England's bowlers created chances, most notably Chris Jordan, but the Australian pair raced the score along to 116 without loss from 20 overs.
England did appear to have Warner, though, only for him to survive a contentious moment when Jos Buttler claimed a catch behind, which the opener initially accepted.
Television replays were not as clear-cut, after the standing umpires called for a review, and TV official Kumar Dharmasena decided to call Warner back after he had already made most of his way to the boundary's edge.
It was a moment to sum up England's flagging fortunes on this tour.
Captain Alastair Cook had begun the day by failing to survive the first over, edging behind off Clint McKay (three for 44), and a laboured start followed to suggest England were still struck by their Ashes malaise.
The tourists managed just 28 for two in the opening 10-over powerplay - during which Joe Root also scratched away for three from 23 balls before incorrectly reviewing an lbw call.
Gary Ballance's maiden half-century and a quickfire 50 from Eoin Morgan helped repair some of the the damage of the stuttering beginning and post a score that was greater than all but two of England's Ashes totals.
It still did not appear enough as Finch (63) and Warner (46) took early flight. Jordan could have had both, however, inside the first 10 overs.
Ballance should have held on at mid-off when he got two hands to a well-hit drive when Finch was on just eight.
Warner had also failed to reach double figures when he hammered back a return chance Jordan did well just to get his left hand too.
Searching for their first win of a miserable tour, England's luck was clearly out as chances fell out of reach of fielders and, when it appeared a catch had carried, it was over-ruled with Warner on 22.
Even when Finch brought up his 50, from 47 balls, it owed to more England calamity.

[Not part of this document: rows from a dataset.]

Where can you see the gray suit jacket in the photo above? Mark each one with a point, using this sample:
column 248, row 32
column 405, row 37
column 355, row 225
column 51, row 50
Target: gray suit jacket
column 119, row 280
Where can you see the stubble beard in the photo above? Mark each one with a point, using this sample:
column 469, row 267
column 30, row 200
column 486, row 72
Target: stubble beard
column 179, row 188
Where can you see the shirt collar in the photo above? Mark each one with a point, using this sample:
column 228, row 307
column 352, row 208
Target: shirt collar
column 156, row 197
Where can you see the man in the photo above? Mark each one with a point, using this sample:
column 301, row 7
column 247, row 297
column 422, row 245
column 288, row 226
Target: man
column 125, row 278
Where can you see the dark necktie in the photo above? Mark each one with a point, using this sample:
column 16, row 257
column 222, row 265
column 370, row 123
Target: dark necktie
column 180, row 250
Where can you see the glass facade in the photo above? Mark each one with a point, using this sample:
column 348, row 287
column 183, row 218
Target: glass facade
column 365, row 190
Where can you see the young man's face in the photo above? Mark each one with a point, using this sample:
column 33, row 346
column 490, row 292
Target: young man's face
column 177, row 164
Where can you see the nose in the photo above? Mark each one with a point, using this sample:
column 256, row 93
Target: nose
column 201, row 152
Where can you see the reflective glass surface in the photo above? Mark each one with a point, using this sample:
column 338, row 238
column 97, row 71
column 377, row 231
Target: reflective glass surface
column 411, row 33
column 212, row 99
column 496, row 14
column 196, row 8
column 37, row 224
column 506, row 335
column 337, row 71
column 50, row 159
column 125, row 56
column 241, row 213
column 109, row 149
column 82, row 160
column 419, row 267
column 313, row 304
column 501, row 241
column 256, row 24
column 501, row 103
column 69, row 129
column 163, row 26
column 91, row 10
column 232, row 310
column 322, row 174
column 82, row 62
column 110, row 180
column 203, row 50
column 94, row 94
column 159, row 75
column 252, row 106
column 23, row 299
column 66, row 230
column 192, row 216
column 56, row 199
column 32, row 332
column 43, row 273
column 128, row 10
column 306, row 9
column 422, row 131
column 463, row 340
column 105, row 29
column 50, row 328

His straight drive cannoned off the stumps and out of the reach of a diving Jordan to reach the ropes, and a ragged performance was starting to set in.
After winning the toss Cook lasted just four balls before edging behind from McKay, after he had already survived a strong lbw shout from the first delivery of the day.
Root simply failed to get going before burning England's review when McKay - whose initial five-over spell was two for 11 - swung one into his front pad.
Bell showed some fluency in reaching 41, before missing a slog sweep off Xavier Doherty, and it took Morgan - one of four England players included who were not involved in the 5-0 whitewash - to provide some urgency alongside Ballance in an 83-run stand for the fourth wicket.
His half-century came from 46 balls, but from his next delivery Morgan picked out Nathan Coulter-Nile, one of two fielders at cover, off Glenn Maxwell's gentle spin.
Morgan's exit was untimely, just four overs before the batting powerplay, during which England again struggled to impose themselves.
They scored 24 runs during it and also lost Ravi Bopara when he could only help a Coulter-Nile short ball through to wicketkeeper Brad Haddin.
Ballance continued to be the guiding force and brought up his first England half-century, in any format, from 69 balls.
Stokes was sent in ahead of Buttler - left to his 'finishing' duties - and smacked 21 from 20 balls before being bowled slogging at James Faulkner.
Ballance survived a drop chance on 74 when Doherty put him down at third man off McKay, but when the same set of circumstances played out three balls later the Australia spinner held on.
When Buttler (34 not out) was inserted he provided the hitting England required, with some help from Tim Bresnan, as they took 40 from the last four overs.